Runtime error: target_lengths must be of size batch_size with CTC loss using a batch size of 1

I’m trying to implement a simple transformer using CTC loss. I’m using a batch size of 1. My inputs are masked as follows:

        mask = ~mask.any(axis=2)
        mask = mask.unsqueeze(-1).expand(-1, -1, self.embedding_dim).bool()
        
        positional_encodings = get_positional_encoding(video_frames.size(1), self.embedding_dim).to(video_frames.device)
        video_frames = video_frames + positional_encodings
            
        masked_video_frames = video_frames * mask.float()
               
        transformer_output = self.transformer_encoder( # expects [batch, seq_len, emb_dim]
            masked_video_frames,
        ) 
        letter_predictions = self.ctc_head(transformer_output)
        return letter_predictions, mask

When computing the CTC loss on the dataloader loop like follows:

        video_frames, target, mask = data_batch 
        optimizer.zero_grad()    

        letter_predictions, frame_mask = model(video_frames.to(device), mask.to(device))
        log_probs = nn.functional.log_softmax(letter_predictions, dim=2) 
        
        # Compute CTC loss
        frame_mask = frame_mask.any(dim=2).unsqueeze(-1)  
        masked_log_probs = log_probs * frame_mask.float()  
        
        input_lengths = torch.sum(~frame_mask, dim=0)  
        target_concatenated = torch.cat(target, dim=0).to(device)         
        target_length = len(target_concatenated)  
        target_lengths = torch.tensor([target_length], dtype=torch.long).to(device)
        
        print(f"Log probs shape: {masked_log_probs.shape}")
        print(f"Input lengths shape: {input_lengths.shape}")
        print(f"Target concatenated: {target_concatenated}")
        print(f"Target concatenated shape: {target_concatenated.shape}")
        print(f"Target lengths shape: {target_lengths.shape}")
       
        loss = criterion(masked_log_probs, target_concatenated, input_lengths, target_lengths)
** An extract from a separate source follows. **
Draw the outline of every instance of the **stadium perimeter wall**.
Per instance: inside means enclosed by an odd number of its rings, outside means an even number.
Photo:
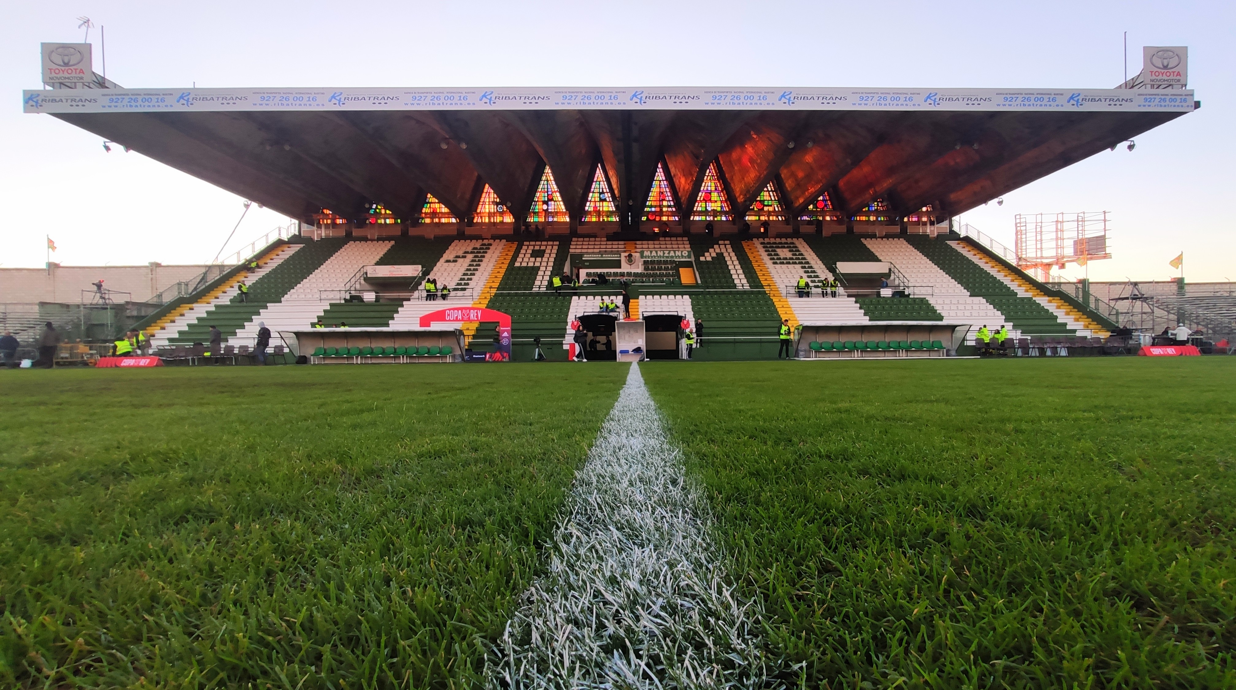
[[[145,302],[182,280],[193,280],[208,264],[163,265],[61,265],[48,268],[0,268],[0,302],[38,304],[82,300],[82,291],[94,293],[96,280],[109,290],[129,293],[129,301]],[[89,297],[88,297],[89,299]]]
I got: “RuntimeError: target_lengths must be of size batch_size”.

Now my shapes are as follows:

Log probs shape: torch.Size([1, 152, 58])
Input lengths shape: torch.Size([152, 1])
Target concatenated: tensor([21, 23, 17], device=‘cuda:0’)
Target concatenated shape: torch.Size([3])
Target lengths shape: torch.Size([1])

I’m stuck with this, sorry if is too beginner question but can’t found what is happening. My target lenghts shape is already 1, same as my batch size.

Thanks in advance for any help.

I was passing log probs as a tensor of shape [batch_size, sequence_length, features], while the CTC loss expects the batch size on the second dimension.